In an unpublished opinion, Div. Five concluded that Alameda Superior Court Judge Ronald Sabraw abused his discretion in denying class certification to the plaintiffs under the Consumer Legal Remedies Act because there was no basis for his finding of a fatal intra-class conflict.
Various plaintiffs filed suit against seven major cell phone providers in California for unfair business practices, based in part on the fact that defendants’ allegedly required customers to enter into service agreements including a requirement that customers pay early termination fees of between $150 and $200 per telephone number or unit to terminate service prior to the expiration of the contract.
They sought certification of a class of California consumers who were currently parties to contracts with defendants that included the early termination fee provision, and requested invalidation of the early termination fee provision.
The defendants argued that the early termination fees allowed them to recover the costs of providing up-front subsidies in long-term contracts, and that the elimination of such fees could force them to find other ways to recoup those costs, such as decreasing subsidies or increasing monthly fees.
Citing evidence that many current consumers had elected plans with the early termination fees and lower up-front costs over plans without the fee but with other fees and charges, Sabraw determined that class members who demonstrated a preference for long term contracts with the early termination fees would oppose the plaintiffs’ successful prosecution of the suit. Based on this potential intra-class conflict, he denied certification.

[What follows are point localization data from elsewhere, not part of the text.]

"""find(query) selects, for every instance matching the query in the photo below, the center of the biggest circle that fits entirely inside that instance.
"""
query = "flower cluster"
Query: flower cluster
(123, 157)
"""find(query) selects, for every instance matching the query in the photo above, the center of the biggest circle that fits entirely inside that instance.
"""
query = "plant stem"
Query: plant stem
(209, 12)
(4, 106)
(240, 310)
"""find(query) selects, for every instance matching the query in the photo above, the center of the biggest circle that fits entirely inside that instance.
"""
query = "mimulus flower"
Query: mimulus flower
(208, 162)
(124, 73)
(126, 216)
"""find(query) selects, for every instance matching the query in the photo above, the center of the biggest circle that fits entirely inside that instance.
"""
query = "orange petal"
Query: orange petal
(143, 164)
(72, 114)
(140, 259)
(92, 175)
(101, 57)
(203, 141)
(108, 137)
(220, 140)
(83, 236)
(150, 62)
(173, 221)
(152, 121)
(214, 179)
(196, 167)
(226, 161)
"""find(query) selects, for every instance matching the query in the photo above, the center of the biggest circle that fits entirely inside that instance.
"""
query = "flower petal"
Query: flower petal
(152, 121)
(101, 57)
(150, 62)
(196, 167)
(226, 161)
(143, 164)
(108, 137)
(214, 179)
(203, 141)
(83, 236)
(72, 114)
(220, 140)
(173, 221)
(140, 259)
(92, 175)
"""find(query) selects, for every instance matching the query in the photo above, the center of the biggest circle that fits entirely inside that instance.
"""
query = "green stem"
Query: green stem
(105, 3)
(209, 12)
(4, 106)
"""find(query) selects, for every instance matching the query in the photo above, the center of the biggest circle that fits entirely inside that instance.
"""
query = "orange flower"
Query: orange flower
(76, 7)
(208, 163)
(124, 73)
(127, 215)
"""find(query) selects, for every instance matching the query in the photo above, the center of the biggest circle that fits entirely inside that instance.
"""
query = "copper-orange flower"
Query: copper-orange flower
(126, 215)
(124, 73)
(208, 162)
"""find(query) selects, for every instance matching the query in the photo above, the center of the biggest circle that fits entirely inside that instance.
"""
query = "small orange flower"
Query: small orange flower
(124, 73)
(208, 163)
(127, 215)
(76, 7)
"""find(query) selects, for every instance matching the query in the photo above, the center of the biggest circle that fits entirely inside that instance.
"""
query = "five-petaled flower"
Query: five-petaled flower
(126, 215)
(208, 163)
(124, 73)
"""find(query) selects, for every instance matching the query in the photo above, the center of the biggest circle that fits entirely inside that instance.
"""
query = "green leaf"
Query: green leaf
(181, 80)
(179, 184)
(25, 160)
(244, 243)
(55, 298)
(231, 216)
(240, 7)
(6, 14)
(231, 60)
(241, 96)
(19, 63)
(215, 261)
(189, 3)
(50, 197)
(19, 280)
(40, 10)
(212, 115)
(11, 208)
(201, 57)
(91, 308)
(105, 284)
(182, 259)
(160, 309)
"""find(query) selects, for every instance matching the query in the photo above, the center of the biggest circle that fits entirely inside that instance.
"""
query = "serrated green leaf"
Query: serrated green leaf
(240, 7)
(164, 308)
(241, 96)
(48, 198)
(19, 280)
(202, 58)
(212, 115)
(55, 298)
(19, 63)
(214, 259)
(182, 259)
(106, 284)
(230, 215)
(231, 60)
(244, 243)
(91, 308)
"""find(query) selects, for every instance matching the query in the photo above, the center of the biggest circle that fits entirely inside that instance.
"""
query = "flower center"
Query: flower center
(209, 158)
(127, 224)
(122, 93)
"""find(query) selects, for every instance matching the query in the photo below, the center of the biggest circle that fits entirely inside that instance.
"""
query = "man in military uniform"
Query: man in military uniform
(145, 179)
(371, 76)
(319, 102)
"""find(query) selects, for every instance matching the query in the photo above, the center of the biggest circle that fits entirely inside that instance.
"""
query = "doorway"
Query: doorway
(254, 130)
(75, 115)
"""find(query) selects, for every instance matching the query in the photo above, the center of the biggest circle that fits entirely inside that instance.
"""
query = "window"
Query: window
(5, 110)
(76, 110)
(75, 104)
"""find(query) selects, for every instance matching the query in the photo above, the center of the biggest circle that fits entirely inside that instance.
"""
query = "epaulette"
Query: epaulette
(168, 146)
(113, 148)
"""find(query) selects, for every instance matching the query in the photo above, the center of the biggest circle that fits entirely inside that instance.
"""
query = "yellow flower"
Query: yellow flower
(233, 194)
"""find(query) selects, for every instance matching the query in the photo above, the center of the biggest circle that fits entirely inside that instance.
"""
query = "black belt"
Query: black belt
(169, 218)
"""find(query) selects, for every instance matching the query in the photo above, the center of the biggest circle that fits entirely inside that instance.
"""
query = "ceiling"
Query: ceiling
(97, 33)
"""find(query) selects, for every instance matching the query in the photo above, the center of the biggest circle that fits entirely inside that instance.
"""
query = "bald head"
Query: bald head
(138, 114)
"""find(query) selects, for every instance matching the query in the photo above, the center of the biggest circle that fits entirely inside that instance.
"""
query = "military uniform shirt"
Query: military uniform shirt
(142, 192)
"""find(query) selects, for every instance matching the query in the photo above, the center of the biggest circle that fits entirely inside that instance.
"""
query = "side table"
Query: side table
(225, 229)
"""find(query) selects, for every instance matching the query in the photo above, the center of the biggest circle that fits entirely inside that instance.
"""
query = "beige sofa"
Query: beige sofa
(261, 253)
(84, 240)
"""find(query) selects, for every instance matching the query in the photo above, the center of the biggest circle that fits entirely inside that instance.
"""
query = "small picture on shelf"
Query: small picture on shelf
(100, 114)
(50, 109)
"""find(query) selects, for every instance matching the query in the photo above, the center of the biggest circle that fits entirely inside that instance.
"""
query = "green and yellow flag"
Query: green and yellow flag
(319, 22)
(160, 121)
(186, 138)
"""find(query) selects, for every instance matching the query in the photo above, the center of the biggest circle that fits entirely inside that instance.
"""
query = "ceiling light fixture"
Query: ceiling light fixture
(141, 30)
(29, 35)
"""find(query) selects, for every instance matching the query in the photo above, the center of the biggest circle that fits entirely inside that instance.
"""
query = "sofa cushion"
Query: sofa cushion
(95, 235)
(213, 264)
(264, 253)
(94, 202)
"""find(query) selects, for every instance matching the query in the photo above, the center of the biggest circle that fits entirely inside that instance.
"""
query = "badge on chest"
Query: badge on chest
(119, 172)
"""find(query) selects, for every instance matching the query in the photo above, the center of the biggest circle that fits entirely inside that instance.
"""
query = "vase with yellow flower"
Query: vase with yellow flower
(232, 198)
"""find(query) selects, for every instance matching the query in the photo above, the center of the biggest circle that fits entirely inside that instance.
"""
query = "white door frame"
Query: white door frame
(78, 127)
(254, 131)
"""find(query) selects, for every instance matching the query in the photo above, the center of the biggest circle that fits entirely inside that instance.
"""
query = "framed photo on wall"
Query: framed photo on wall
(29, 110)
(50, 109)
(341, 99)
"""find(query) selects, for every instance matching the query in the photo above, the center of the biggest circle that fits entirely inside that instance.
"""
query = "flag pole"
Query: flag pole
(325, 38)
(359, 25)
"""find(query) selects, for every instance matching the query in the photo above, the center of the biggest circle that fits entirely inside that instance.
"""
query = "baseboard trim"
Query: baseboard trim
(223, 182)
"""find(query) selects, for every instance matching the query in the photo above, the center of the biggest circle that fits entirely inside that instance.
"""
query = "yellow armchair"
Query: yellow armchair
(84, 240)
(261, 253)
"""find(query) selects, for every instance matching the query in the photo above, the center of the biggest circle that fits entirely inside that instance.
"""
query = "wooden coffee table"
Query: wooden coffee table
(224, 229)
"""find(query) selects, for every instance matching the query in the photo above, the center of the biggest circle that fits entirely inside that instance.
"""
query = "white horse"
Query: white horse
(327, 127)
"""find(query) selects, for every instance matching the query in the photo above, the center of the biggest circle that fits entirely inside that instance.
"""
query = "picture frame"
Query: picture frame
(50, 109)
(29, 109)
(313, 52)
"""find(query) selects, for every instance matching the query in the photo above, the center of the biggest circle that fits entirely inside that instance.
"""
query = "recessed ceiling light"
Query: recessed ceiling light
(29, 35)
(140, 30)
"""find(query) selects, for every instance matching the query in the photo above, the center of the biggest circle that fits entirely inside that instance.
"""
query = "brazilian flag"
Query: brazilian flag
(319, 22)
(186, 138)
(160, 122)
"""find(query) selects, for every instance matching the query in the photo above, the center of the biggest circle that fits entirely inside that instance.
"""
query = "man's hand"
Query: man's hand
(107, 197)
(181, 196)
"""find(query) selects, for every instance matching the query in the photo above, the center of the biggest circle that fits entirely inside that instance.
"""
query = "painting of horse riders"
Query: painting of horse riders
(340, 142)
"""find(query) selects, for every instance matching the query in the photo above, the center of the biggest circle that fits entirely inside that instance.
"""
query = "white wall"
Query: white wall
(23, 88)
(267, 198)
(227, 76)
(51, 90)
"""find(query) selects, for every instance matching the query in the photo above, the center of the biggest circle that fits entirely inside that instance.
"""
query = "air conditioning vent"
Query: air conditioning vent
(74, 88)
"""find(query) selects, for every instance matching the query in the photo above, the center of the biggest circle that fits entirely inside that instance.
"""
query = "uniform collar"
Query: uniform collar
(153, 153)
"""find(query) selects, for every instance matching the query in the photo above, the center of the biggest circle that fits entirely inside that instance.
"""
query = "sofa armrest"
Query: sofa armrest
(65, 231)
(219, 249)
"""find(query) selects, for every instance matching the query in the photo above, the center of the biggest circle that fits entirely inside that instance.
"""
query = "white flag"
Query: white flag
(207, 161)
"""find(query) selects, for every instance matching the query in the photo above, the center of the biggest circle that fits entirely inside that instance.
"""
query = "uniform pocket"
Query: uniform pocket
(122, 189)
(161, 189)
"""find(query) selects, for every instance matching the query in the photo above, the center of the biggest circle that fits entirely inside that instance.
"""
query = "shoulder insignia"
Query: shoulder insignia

However, on appeal, retired First District Justice Lawrence Stevens, sitting by assignment, wrote that Sabraw had improperly considered the merits of the plaintiffs’ claims.
Stevens explained that a valid liquidated damages clause permits a party to recoup costs in the event of a breach. Thus, he wrote, assuming the early termination fee was a valid liquidated damages clause, the defendants could continue to offer contracts with low up-front costs and recoup their up-front subsidies over the life of the contract or by the early termination fee in the event of a breach.
An intra-class conflict between customers would arise if the defendants were barred from imposing a valid liquidated damages provision to recoup up-front subsidies and thereby had to increase start-up costs or raise month fees, Stevens reasoned. However, he noted, the validity of the early termination fee as a liquidated damage provision was the issue in dispute.
If the early termination fee did no amount to a reasonable approximation of defendants’ actual damages and in fact constituted unlawful penalties as the plaintiffs alleged, he wrote, there could be no conflict among the class members.
Concluding that the trial court’s reasoning was based upon evidence that went to the validity of the plaintiffs’ claims, Stevens wrote that the denial of certification was an abuse of discretion.
Justices Mark B. Simons and Henry E. Neeham joined Stevens in his opinion.
The case is In re Cellphone Termination Fee Cases, A115457.